Photo by Robin Weinstein.
Photo by Robin Weinstein.
Photo by Robin Weinstein.

The acid neutralization tanks used on the first floor of Coykendall Science Building (CSB) overflowed March 10, causing the liquid inside the tanks to leak into the basement floor of the building.

SUNY New Paltz Environmental Health and Safety Director Mike Malloy said it is not the leak, but the tanks themselves that posed an issue.

“People hear acid tank and think ‘oh no, acid spilling,’” Malloy said. “The idea of an acid neutralization tank is if someone was pouring pure acid down the drain; before it gets to the town sanitary sewer, it’s got to be within a certain PH level to be safe.”

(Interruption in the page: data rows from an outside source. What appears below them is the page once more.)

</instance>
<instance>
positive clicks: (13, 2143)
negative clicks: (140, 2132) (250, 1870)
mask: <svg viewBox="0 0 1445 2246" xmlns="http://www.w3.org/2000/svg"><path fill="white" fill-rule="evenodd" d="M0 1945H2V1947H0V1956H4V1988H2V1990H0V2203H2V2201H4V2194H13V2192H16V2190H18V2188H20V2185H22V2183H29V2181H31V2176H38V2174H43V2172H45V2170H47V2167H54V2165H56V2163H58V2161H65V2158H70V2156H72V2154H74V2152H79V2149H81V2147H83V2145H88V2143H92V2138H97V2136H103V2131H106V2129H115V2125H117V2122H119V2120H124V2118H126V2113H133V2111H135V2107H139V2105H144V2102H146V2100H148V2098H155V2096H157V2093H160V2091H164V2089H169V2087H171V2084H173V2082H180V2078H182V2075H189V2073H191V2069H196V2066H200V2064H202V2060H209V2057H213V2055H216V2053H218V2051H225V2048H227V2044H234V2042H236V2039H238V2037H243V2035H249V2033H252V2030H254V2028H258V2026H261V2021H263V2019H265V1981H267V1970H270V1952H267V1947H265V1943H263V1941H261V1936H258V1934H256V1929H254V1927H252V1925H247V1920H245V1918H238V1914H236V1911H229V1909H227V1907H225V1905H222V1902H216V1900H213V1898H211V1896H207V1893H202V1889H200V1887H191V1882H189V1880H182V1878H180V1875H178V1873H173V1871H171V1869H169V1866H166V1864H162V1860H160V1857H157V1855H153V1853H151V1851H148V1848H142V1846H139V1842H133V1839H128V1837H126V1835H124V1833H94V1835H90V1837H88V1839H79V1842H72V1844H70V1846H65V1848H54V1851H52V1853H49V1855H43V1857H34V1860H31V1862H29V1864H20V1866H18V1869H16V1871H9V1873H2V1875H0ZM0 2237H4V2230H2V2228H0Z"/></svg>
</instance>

Malloy said in actuality, the contaminants that are put into these neutralization tanks are not acid or acidic in nature, and therefore the leaked liquid posed no threat to custodial staff or students.

Malloy said the liquids from science classes in CSB, diluted by water, enter these tanks from either drains or equipment washing machines.

The tanks, which hold marble or limestone rock meant to neutralize any acidic liquid going through to a suitable PH, do not actually make a notable difference in the liquid that comes in and the liquid that it puts out, said Assistant Director of Environmental Health and Safety Dave Serino.

“We test the tanks quarterly and get numbers between 6.7 and 7.5, which is basically neutral,” Serino said.

Malloy said the leak was likely caused by the tanks getting clogged with miscellaneous items often found in the tanks, like food or pen caps, or because the two equipment cleaning machines ran simultaneously, causing the tanks to overfill.

The disturbance of classes when having to clean out these tanks, along with the costly nature of removing and replacing the limestone rocks, is not worth the miniscule difference they make, Serino said.

The stone in the tanks cost $5,000 to replace, with the tanks being cleaned and replaced every two years, albeit a clog — causing overflow can make the removal and cleaning more frequent. The labor cost of having these stones removed and replaced is $10,000, Serino said.

“It’s a money pit, and it’s unnecessary,” Malloy said. “I’m looking to get rid of them.”

Chemistry Department Chair Dr. Pamela St. John said although students are instructed in the proper disposal of any sort of acidic material and no stark acidic material is put down the drains, the acid neutralization tanks provide an extra safety measure. In regard to Malloy’s idea of no longer using the tanks, St. John said she would want research done as to how other universities currently dispose of their potentially acidic liquids.

Malloy hopes to conduct a study that takes the two tank series and places a PH probe in one tank to collect data of the PH levels in the tank over a year while using the second tank as a settling tank to trap possible blockage to prevent another leak.

“I’m betting dollars to donuts I’ll never see an exertion of the acid level,” Malloy said, adding that the renovations to Wooster Science Building will not include these acid neutralizing tanks. “They installed the tanks in CSB in 1992 when they revamped the building and it was just normal protocol to do that in science buildings at that time. They didn’t do any calculations and realize there’s no need for it.”